Wednesday, August 13, 2008 0 comments
Or, in my case, waistlines shrink or expand in proportion to the food one shoves down one's gullet blah blah blah.

Yeah, so I lost the 9 pounds and then MFDC and I went on a food binge that I can only justify by classifying it as training for our honeymoon, which will find us supported mostly by elastic waistbands and flowy dresses. I'll leave it up to your imagination who will be wearing what. That is, when we're not nekkid. Tee hee.

So, yeah, so I regained the 9 pounds I lost. And then my body totally put me through a lot of shit in protest to the gluten I was heaping into it. Pain. Pain and gas. Lots of gas. I tried to take on South Beach Phase 1 again, but I decided life without fruit is not worth living, so I modified it to include my morning, gluten-free cereal and fruit.

And since then, I have lost 6 pounds. So, if you're keeping track, that's why my tracker has been all over the place.

In other news, in less than 3 months, I will be joined in holy matrimony to the MFDC foreves and I gotta say, I'm pretty pumped.

People keep asking me 1.) how the wedding plans are coming with an underlying tone of "Dude, you MUST be freaking the fuck out" and 2.) do I plan to have babies with an underlying tone of "You do realize you'll need to cut back on the caffeine, right?"

I try to mix up my responses just so I don't get bored answering the same questions over and over again. The wedding plans are moving on target and yes, the Goddess willing, there will be Certalettes in the not-overly-distant future. One thing at a time, folks!

Mental health-wise, I have my good days and bad days, just like everyone else. It's usually directly tied to what I eat. If I eat shitty food, I feel shitty. IMAGINE THAT? I'm like a goldfish with this information, though. So every time I go through it and realize that I feel like shit because I've been eating shit (not literally), it's like an epiphany on auto-refresh.

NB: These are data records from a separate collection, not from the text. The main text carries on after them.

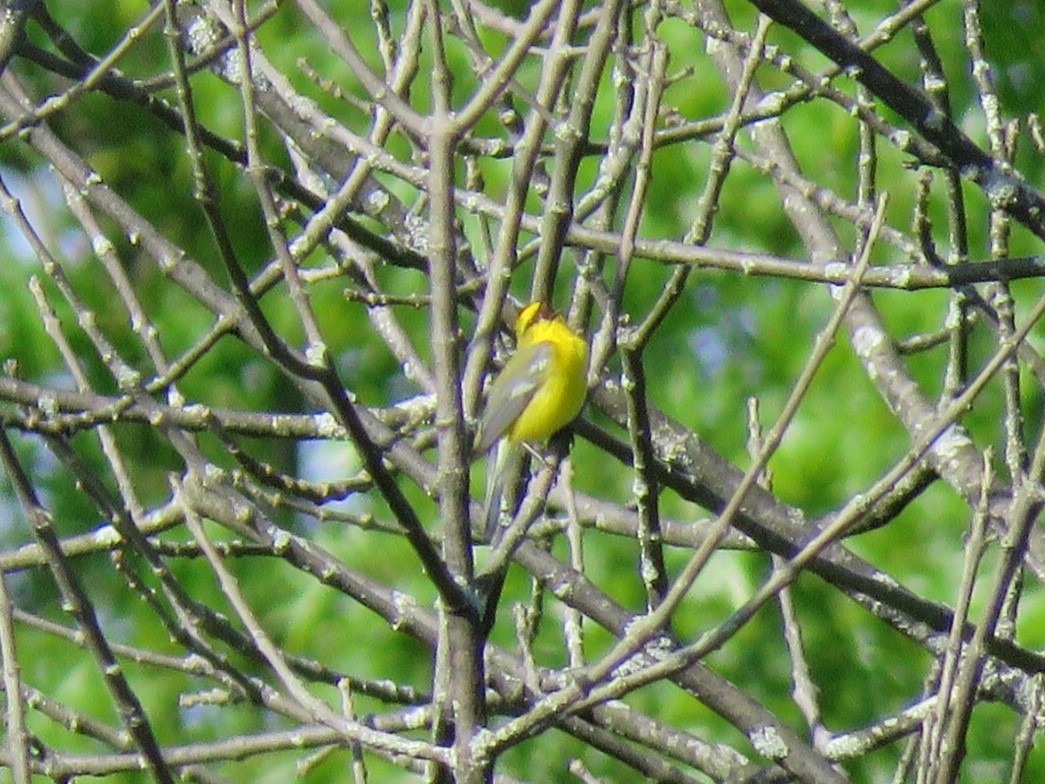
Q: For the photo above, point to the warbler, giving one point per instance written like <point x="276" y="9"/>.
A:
<point x="539" y="391"/>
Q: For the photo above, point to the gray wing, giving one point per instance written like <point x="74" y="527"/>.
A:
<point x="511" y="392"/>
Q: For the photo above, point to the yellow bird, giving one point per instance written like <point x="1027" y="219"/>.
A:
<point x="540" y="390"/>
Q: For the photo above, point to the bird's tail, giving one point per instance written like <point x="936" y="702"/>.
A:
<point x="503" y="477"/>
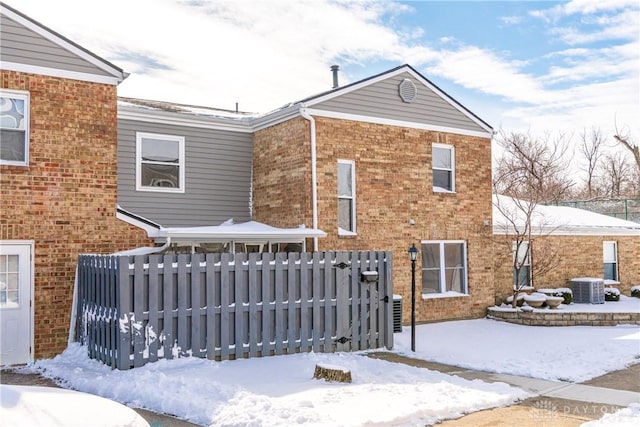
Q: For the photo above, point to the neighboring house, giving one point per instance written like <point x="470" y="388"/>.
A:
<point x="58" y="180"/>
<point x="574" y="242"/>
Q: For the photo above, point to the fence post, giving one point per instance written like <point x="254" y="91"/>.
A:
<point x="123" y="308"/>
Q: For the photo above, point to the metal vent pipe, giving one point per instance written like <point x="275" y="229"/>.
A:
<point x="334" y="70"/>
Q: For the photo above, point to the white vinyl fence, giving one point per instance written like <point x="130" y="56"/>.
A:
<point x="137" y="309"/>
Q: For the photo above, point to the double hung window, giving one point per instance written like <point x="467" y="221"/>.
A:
<point x="444" y="267"/>
<point x="610" y="258"/>
<point x="443" y="165"/>
<point x="346" y="197"/>
<point x="14" y="127"/>
<point x="160" y="162"/>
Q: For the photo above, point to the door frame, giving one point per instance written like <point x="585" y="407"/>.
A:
<point x="31" y="246"/>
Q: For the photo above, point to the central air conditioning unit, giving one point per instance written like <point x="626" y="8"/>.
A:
<point x="397" y="313"/>
<point x="588" y="290"/>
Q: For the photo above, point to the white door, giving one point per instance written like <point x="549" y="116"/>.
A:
<point x="15" y="303"/>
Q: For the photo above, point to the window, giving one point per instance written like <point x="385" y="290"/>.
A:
<point x="14" y="128"/>
<point x="160" y="163"/>
<point x="610" y="258"/>
<point x="9" y="281"/>
<point x="443" y="168"/>
<point x="523" y="261"/>
<point x="346" y="197"/>
<point x="444" y="267"/>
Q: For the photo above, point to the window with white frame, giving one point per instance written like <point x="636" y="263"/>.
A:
<point x="444" y="267"/>
<point x="521" y="259"/>
<point x="346" y="197"/>
<point x="160" y="162"/>
<point x="14" y="127"/>
<point x="443" y="165"/>
<point x="610" y="258"/>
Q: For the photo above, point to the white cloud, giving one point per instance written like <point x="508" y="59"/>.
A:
<point x="510" y="20"/>
<point x="263" y="54"/>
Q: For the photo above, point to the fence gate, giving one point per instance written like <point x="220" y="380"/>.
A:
<point x="137" y="309"/>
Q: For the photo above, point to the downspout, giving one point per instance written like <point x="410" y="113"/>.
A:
<point x="314" y="185"/>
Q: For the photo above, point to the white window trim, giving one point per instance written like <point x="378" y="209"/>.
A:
<point x="181" y="162"/>
<point x="452" y="149"/>
<point x="526" y="262"/>
<point x="615" y="253"/>
<point x="24" y="95"/>
<point x="442" y="269"/>
<point x="353" y="232"/>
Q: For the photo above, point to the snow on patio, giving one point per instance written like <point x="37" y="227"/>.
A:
<point x="281" y="391"/>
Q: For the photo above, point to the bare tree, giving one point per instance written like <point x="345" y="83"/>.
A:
<point x="533" y="169"/>
<point x="627" y="141"/>
<point x="591" y="147"/>
<point x="530" y="172"/>
<point x="617" y="174"/>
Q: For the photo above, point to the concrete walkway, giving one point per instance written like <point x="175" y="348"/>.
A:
<point x="555" y="403"/>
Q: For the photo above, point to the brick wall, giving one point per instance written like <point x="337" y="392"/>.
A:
<point x="65" y="199"/>
<point x="578" y="256"/>
<point x="393" y="185"/>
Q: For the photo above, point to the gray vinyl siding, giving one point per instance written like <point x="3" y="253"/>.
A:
<point x="217" y="176"/>
<point x="24" y="46"/>
<point x="382" y="100"/>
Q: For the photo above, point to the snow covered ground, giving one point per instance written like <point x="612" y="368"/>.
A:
<point x="277" y="391"/>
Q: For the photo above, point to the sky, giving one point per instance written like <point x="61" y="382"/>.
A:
<point x="531" y="66"/>
<point x="280" y="390"/>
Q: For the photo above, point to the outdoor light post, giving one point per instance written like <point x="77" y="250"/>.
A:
<point x="413" y="255"/>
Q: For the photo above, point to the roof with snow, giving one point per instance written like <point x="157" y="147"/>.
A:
<point x="557" y="220"/>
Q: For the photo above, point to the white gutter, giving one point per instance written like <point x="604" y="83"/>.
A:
<point x="314" y="186"/>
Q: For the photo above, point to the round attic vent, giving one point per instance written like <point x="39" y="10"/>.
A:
<point x="407" y="90"/>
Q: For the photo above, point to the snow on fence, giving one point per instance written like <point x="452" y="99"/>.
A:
<point x="132" y="310"/>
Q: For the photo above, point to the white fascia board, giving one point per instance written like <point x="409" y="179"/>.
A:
<point x="118" y="74"/>
<point x="56" y="72"/>
<point x="152" y="232"/>
<point x="181" y="119"/>
<point x="418" y="77"/>
<point x="279" y="116"/>
<point x="400" y="123"/>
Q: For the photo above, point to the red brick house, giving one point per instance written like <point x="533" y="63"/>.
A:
<point x="58" y="179"/>
<point x="382" y="164"/>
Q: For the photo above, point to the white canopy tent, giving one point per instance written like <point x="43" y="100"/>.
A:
<point x="249" y="236"/>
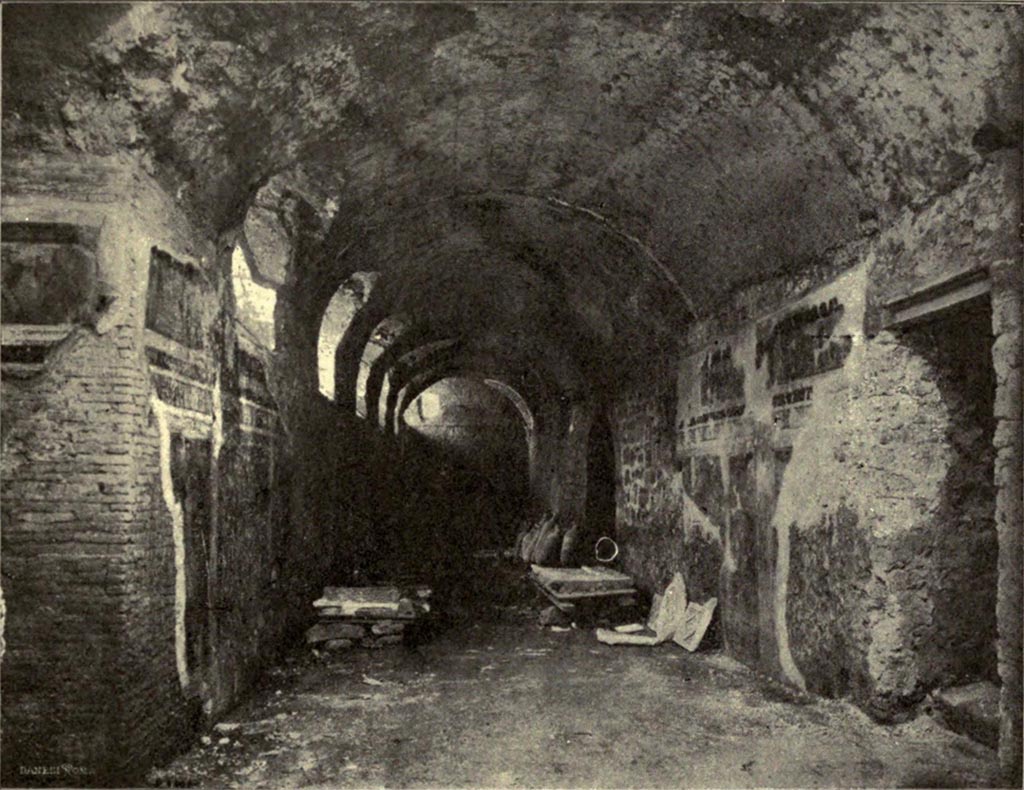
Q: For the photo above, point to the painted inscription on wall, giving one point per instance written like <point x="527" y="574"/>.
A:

I'm settling into my "new" position here at work, which is nice. It was hectic for a while. Especially because I was doing a lot of extra doggysitting and babysitting when my workload exploaded, but the dust is settling, which leaves me spare time and bandwidth for things like updating my blog and going back and forth incessantly about chair covers and menu cards.

So there it is. An update of sorts. Still plugging along, waiting for the day when I meet this juicy specimen at the end of a very short aisle:

Dan Haircut

Hands off, bitches! He's mine!

* Anais Nin said that. I am not that deep.